The transformer has appeared throughout the text in a number of
described applications, from the basic dc supply to the soldering gun to the flyback transformer of a simple flash camera.
Transformers were used to increase or decrease the voltage or current level, to act as an impedance matching device, or in some cases to play a dual role of transformer action and reactive element.
They are so common in such a wide variety of systems that one should make an effort to be very familiar with their general characteristics. For most applications their design
today is such that they can be considered 100% efficient. That is, the power applied is the power delivered to the load. In general, however, they are frequently the largest element of a design and because of the nonlinearity of the B-H curve can cause some distortion of the transformed waveform.
By now it should be clear that they are useful only in situations where the applied voltage is changing with time. The
application of a dc voltage to the primary will result in 0 V at the secondary, but the application of a voltage that changes with time, no matter what its general appearance, will result in a voltage on the secondary.

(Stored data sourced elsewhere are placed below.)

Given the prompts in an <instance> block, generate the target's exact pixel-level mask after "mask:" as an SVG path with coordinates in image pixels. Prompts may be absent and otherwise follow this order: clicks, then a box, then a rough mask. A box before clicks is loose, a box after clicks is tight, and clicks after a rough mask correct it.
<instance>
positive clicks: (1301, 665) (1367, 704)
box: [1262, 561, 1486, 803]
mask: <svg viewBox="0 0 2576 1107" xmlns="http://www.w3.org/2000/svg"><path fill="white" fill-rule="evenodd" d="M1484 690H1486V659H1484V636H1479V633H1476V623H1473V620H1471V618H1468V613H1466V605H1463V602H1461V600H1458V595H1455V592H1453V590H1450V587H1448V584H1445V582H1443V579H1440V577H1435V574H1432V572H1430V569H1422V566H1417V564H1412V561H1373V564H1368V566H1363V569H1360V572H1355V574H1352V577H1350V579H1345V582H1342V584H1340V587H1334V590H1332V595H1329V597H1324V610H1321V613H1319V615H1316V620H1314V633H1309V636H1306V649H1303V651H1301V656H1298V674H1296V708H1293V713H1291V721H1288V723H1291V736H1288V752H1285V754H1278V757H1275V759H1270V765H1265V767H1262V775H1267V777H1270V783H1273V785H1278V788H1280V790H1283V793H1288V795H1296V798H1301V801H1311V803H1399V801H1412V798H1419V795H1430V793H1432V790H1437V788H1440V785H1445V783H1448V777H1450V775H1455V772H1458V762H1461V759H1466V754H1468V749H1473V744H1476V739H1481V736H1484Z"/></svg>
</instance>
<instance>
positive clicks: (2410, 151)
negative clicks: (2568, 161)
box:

Always keep in mind that even though it can provide isolation
between the primary and secondary circuits, a transformer can transform the load impedance to the primary circuit at a level that can significantly impact on the behavior of the network. Even the smallest
impedance in the secondary can be made to appear very large in the primary when a step-down transformer is used.
Transformers, like every other component you may use, have power ratings. The larger the power rating, the larger the resulting transformer, primarily because of the larger conductors in the windings to handle the current.
The size of a transformer is also a function of the frequency involved. The lower the frequency, the larger the required transformer, as easily recognized by the size of large power transformers (also affected by the current levels as mentioned above). For the same power level the higher the frequency of transformation, the smaller the transformer can be.
Because of eddy current and hysteresis losses in a transformer, the design of the core is quite important. A solid core would introduce high levels of such losses, whereas a core constructed of sheets of high-permeability steel with the proper insulation between the sheets would reduce the losses significantly.
Although very fundamental in their basic structure, transformers are recognized as one of the major building blocks of electrical and electronic systems. There isn’t a publication on new components published that does not include a new design for the variety of applications developing every day.